Deflection angles of photons passing by black holes

[tcw]

In trying to compute deflection angles for photons given their impact parameter (closest distance of trajectory to centre of black hole if unaffected) I am trying to numerically integrate the following equation (d^2/d(phi)^2)(u)+u=3Mu^2. However I am stuck as to how to work out the initial condition for du/d(phi) given the impact parameter of the photon. I have a feeling I'm missing something simple geometrically...

 

[bcrowell]

Hi, tcw,

You'll be more likely to get helpful replies if you mark up your math in LaTeX so it's readable. Here's an example of how to do that with your diffeq: $(d^2/d\phi^2)u+u=3mu^2$. To see how I did that, click on the QUOTE button on my post.

Could you explain your notation? What is u?

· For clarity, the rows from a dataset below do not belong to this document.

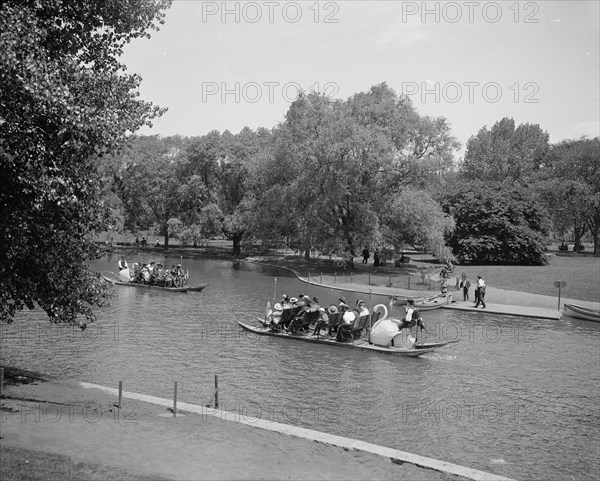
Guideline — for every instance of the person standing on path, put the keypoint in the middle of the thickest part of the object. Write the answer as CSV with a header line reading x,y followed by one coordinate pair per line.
x,y
481,289
465,285
366,255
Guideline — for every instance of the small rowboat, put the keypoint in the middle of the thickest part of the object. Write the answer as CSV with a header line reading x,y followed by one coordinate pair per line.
x,y
403,300
198,287
434,302
580,312
360,344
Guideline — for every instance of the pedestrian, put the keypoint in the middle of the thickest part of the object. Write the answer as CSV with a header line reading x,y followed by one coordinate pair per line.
x,y
465,285
481,290
444,286
366,255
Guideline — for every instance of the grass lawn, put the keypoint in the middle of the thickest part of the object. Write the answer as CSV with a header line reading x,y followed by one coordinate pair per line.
x,y
18,464
581,274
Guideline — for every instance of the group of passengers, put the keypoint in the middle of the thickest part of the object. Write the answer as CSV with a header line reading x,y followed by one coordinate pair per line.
x,y
303,313
155,273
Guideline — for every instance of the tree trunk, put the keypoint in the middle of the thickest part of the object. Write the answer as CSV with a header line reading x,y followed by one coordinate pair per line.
x,y
578,231
594,226
237,244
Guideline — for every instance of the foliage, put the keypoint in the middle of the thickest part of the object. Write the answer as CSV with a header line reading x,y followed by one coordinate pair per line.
x,y
505,152
65,101
496,224
572,167
335,165
413,217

Here is a calculation like the one you're talking about: http://www.lightandmatter.com/html_books/genrel/ch06/ch06.html#Section6.2 (see subsection 6.2.7)

I don't think it will be easy to find the initial conditions given the impact parameter. I would think that in the strong-field case, the impact parameter would depend in some complicated way on the initial trajectory. Given the initial conditions, the results of your numerical calculation should tell you the impact parameter.

-Ben

 

[Bill_K]

tcw, Do you realize that your equation can be easily solved? Multiplying both sides by 2 du/dφ and integrating leads to a first integral, the particle's energy:

(du/dφ)² + u² = 2mu³ + C

Now separate the variables:

(C - u² + 2mu³)^-½ du = dφ

and integrate again:

φ = ∫(C - u² + 2mu³)^-½ du

Of course you still have to evaluate the integral numerically!

 

[tcw]

Thank you both for your help.

Ben, I have read through the article linked and it has given me some thoughts on how to approach the initial conditions problem; namely, instead of using the initial conditions from far off we use the impact parameter (b, say) as an initial condition starting close to the black hole. I tried to implement their code given but it didn't quite work for me in Matlab.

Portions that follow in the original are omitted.